5e-database icon indicating copy to clipboard operation
5e-database copied to clipboard

Add more API languages.

Open ariedov opened this issue 6 years ago • 39 comments

Hey, love this repo!

I play DnD in Ukraine, and we use Russian as our primary language for the parties, so I would love to have this API available in different languages.

Maybe creating folders like en, ru and just storing the different json files there would be a good option?

I am ready to contribute, just don't want to deploy my own API :)

ariedov avatar Aug 24 '19 12:08 ariedov

That seems like a pretty interesting idea. I'm a little concerned about changing the folder structure (or in this case adding a folder structure) for the existing files. My other main concern is that we would need someone to maintain the different languages as well as make sure changes in files in one language end up propagating to the other languages. I, unfortunately, do not speak or write in Russian.

bagelbits avatar Sep 05 '19 21:09 bagelbits

It might be better to some how store the different languages together but it still wouldn't handle the divergence of trying to maintain more than one language.

bagelbits avatar Sep 24 '19 17:09 bagelbits

Were you thinking just the descriptions or all fields converted to Russian and, inevitably, other languages?

bagelbits avatar Nov 01 '19 19:11 bagelbits

Yeah, pretty much. And also having the ability to request a specific language in a GET param.

ariedov avatar Nov 02 '19 16:11 ariedov

Does the SRD exist in any other languages currently? There is prob a risk of copyright infringement as well, validating that translations are not pulling from proprietary (D&D) info. Just pointing that out as something to think about.

benjaminapetersen avatar Nov 05 '19 20:11 benjaminapetersen

I am not a lawyer.

@benjaminapetersen yes the SRD exists in other languages. According to the OGL, it is allowed to translate the SRD as long as the translation is also under OGL. So yes, you may translate the SRD if you want. You shouldn't be able to get sued for that.

But currently there are no official translation of the SRD. (By "official", I mean WotC-approved.) There are official translations of books, but not any of the SRD.

Therefore I don't see why this should be included and part of this project goal. Plus, if things are translated from the D&D books and not the SRD, we have no way to know that and this project could be hosting copyright-infringing material without anyone noticing.

It's already hard to keep non-SRD monsters, spells, races, and subclasses out of this repo, I don't see why we should take the burden of doing it in languages we don't understand.

ogregoire avatar Feb 28 '20 14:02 ogregoire

Hi guys!

I'd love to have this API available in spanish. I understand the problems @ogregoire is pointing out and the others about changing the project structure or mantaining the language. My proposition to do it would be:

  • Any pr adding a new language must be sent together with a link to the published SRD translation in order check that is following OGL. (ie: http://srd.nosolorol.com/DD5/index.html)
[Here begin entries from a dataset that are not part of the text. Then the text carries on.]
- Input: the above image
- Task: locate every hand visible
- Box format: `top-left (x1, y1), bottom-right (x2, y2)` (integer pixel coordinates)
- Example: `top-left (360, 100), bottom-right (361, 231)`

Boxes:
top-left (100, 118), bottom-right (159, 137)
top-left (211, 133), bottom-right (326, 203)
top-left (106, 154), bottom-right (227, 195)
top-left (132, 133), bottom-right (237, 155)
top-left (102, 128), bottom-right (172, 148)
  • About the structure. All texts could be replaced with language keys (ie: "Barbarian" to "barbarian", "Skill: Animal Handling" to "skill-animal-handling") and a new .json per language created (enUS.jon, esES.json, ruRU.json...), linking each language key with the translated text:

enUS.json

{
   "barbarian: "Barbarian",
   "skill-animal-handling": "Skill: Animal Handling",
   ....
}

then, during the building process and before refreshing the database, automatically create new localized files (5e-SRD-Classes-enUS.json. 5e-SRD-Classes-esES.json...) replacing those keys with the translated text and all the urls to include the language (/api/proficiencies/skill-animal-handling to /api/en/proficiencies/skill-animal-handling or /api/es/proficiencies/skill-animal-handling), and then deploy'em to the db.

  • About the maintenance. Following my proposition there will be multiple language files with the translations. In case you add any new key to the enUS one you don't need to worry about the other languages to be updated. In the replacement process described in the previous step, this can be configured to get the key from the enUS.json file in case that key is not found on the language being processed. In this way if a translation is missing at least the original one in english will appear, waiting for the key to be added on that language.

:)

carloslancha avatar Mar 24 '20 02:03 carloslancha

This could work, indeed. But that'd require a lot of work to do the mapping which I don't know how to do. @bagelbits any insight on how to do so?

However I wouldn't go as far as to include the country so far (enUS, esES), because there are simply not enough translations yet. Also I don't like the file naming: usually, in the programming languages I know, different locales are named as _<language> or _<language>_<country>, where <language> is the 2-characters ISO 639-1 representation of a language and <country> would be the 2-characters ISO 3166-1 representation of a country.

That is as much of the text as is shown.